Johnston Farms continues to grow potatoes as it has for the last 35 years. It also packs and ships the potatoes. In addition, the company grows, packs and ships Bell peppers and also grows carrots that are packedand marketed by other companies.
“We started packing our first fruit in 1982,” Mr. Johnston said Oct. 19. That makes 2012 the company’s 30th anniversary as a citrus packer.
Mr. Johnston’s father, Dennis Johnston, and his uncle, Gerald (now retired), were the second generation in the business. A cousin, Kevin Johnston, is a partner, and two nephews, Derek and Cameron Vaughn, are also in the business.
Sales are presently handled by Mr. Johnston, his cousin and his nephews, along with Harley Phillips. Joe Romani, who was previously in sales, is now retired. “We needed somebody to replace him, so we thought the boys were ready, and we moved them into sales,” Mr. Johnston said.
Navels are the largest-volume citrus item grown by Johnston Farms, but the company also grows various other citrus products and is particularly well-known for its Satsumas, a program it has been steadily building over time, Mr. Johnston said.
The Navel season runs from November through May, he said. Satsumas go from mid-November to mid-January. Red grapefruit, which is grown mainly for export, starts around Dec. 10 and runs to mid-January.
“We continue to pull and replant as needed and plant new varieties,” he said. “We are planting some late-season [Navel] varieties now to extend our window a little later into the spring. That is an ongoing process.” Some of the older varieties “have started to lose favor. We are replacing those with other [more desirable] varieties. The Fukumotos are coming on now, and it is a fairly decent piece of fruit for early season” with good color and improved flavor over some other early varieties.
“Our Mandarin deal continues to grow slowly,” Mr. Johnston said. It is not a huge program. “The clementine guys will do in a day what we do all season. But we are real happy with the Satsuma. We think it is the best-eating fruit out there, so we have stuck with it rather than clementines, and demand has been good all these years. It has been good, consistent movement, and people like the flavor. They really like the Satsumas.”
Johnston Farms initially got into grapefruit “just as an export thing, and it is still mainly an export thing for Australia and New Zealand,” he said. “It started out as a deal where we put a couple of pallets on a truck to go overseas and fill it out with Navels. Now it has gotten a lot bigger than that.
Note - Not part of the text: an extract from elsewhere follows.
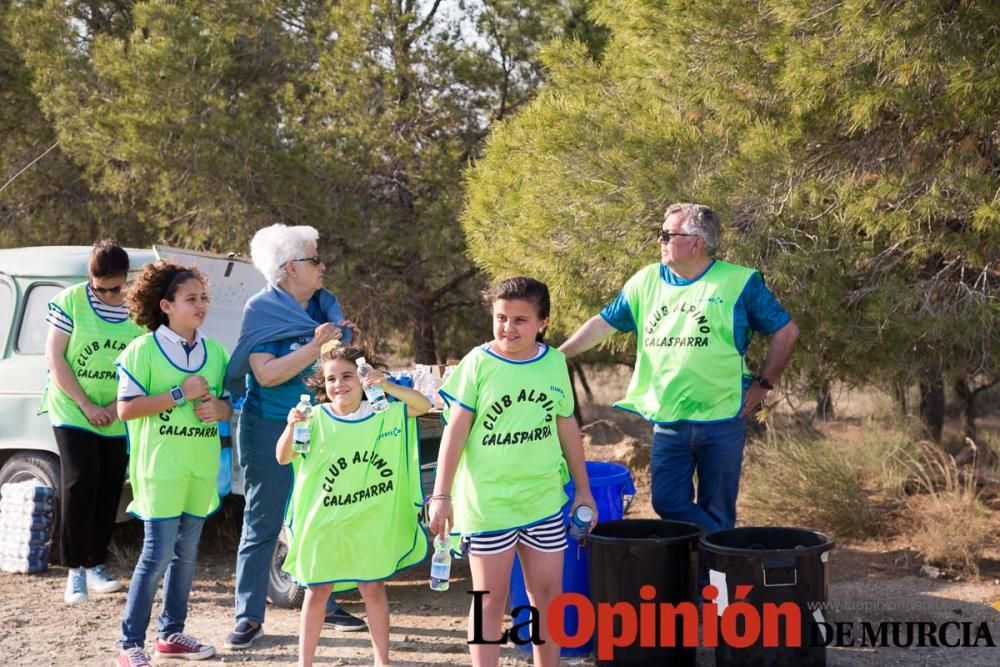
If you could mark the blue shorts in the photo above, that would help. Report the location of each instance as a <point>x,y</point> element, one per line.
<point>548,535</point>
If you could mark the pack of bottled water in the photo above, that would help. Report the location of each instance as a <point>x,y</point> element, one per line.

We move a fair amount of volume to those two countries from December through January,” something on the order of 75,000 boxes a year.
In all of the company’s citrus programs, “we strive to have good flavor and high-quality fruit here,” Mr. Johnston said. “We try to do the best we can.” For that reason, Johnston Farms does not start shipping Satsumas as early as they might. “Satsumas will test now, but we don’t think they are good enough to eat [yet], so we just wait,” he said. “That has been our strength in the Satsuma deal. We just wait for flavor.”